Containers are an ideal vehicle to help minimize "patch Tuesday" style problems, thus making the this means of application packaging perfect for long life devices deployed outside of traditional data centers. Podman natively supports systemd as a manager and this results in one of the lightest weight solutions for running containers. This demo originally showed an example boinc container systemd unit file generated by podman generate systemd. systemd will ensure the boinc.service is running at startup and in the case that it fails at runtime, automatically restarted via Restart=always. With the release of RHEL 9.2, Podman now include support for Quadlet. We have updated the examples in the repo to use Quadlet rather than generating unit files. The end result is the same, but Quadlet is the prefered mechanism moving foward. This same concept extends to multiple containers and/or pods and these configs can easily be included in images or managed independently via Ansible (or similar tools).

Automatically update Containers

Podman has recently implemented the ability to automatically update containers. The example includes the label io.containers.autoupdate=image to notify Podman that it should be running the latest image with the defined tag. systemd timers are included to schedule this operation.

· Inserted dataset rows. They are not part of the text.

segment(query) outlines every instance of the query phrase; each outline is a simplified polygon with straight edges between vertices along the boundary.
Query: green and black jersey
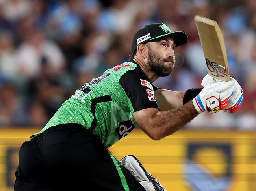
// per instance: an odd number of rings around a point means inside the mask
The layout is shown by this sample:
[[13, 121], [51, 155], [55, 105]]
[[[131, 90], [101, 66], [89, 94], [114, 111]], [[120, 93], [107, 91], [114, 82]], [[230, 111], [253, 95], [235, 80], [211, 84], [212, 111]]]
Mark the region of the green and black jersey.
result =
[[97, 135], [108, 148], [134, 128], [134, 112], [158, 108], [154, 95], [157, 89], [139, 65], [124, 62], [77, 90], [31, 138], [54, 126], [76, 123]]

systemd timers are used for local actions and maintenance windows

Timers are very similar to chron jobs, but also offer some amazing features that benefit this use case. Essentially they're managed like any other systemd unit file and the details for options can be found here.

$ systemctl list-timers
NEXT                         LEFT     LAST                         PASSED       UNIT                         ACTIVATES
Thu 2020-09-03 00:42:57 UTC  21h left Wed 2020-09-02 00:08:54 UTC  3h 30min ago podman-auto-update.timer     podman-auto-update.service
Thu 2020-09-03 01:30:00 UTC  21h left n/a                          n/a          applyupdate.timer            applyupdate.service
Thu 2020-09-03 03:00:07 UTC  23h left Wed 2020-09-02 03:00:07 UTC  39min ago    rpm-ostreed-automatic.timer  rpm-ostreed-automatic.service

Splaying events

Some actions like downloading an OS update or a container image should ideally use some type of splay to ensure that a reasonable load is placed on the registry and ostree mirror. Using RandomizedDelaySec=86400 will randomize the timer across a 24 hour period. This is a highly effect approach for events that are not time sensative and when it is desireable to spread the load to conserve backend resources.

When not to splay

For events like applying OS updates, it's best to carefully target a maintenance window to ensure the SLA is met and the downtime is very minimal and predictible. The provided example will apply updates nighly at 1:30 UTC (OnCalendar=--* 01:30:00). A more realistic example might follow a weekly maintenance window on Sunday nights (OnCalendar=Sun --* 00:00:00).

Final Thoughts

When nodes are deployed in numbers ranging from 10s of thousands into the millions, we need to think differently about how we interact with the fleet. Also as connectivity increases with systems and devices, the importance of keeping everything updated while minimizing downtime and application disruptions also become critical. The example kickstarts demonstrate how to configure nodes to automatically stay current on available updates. These concepts can be built upon and adapted for many other use cases.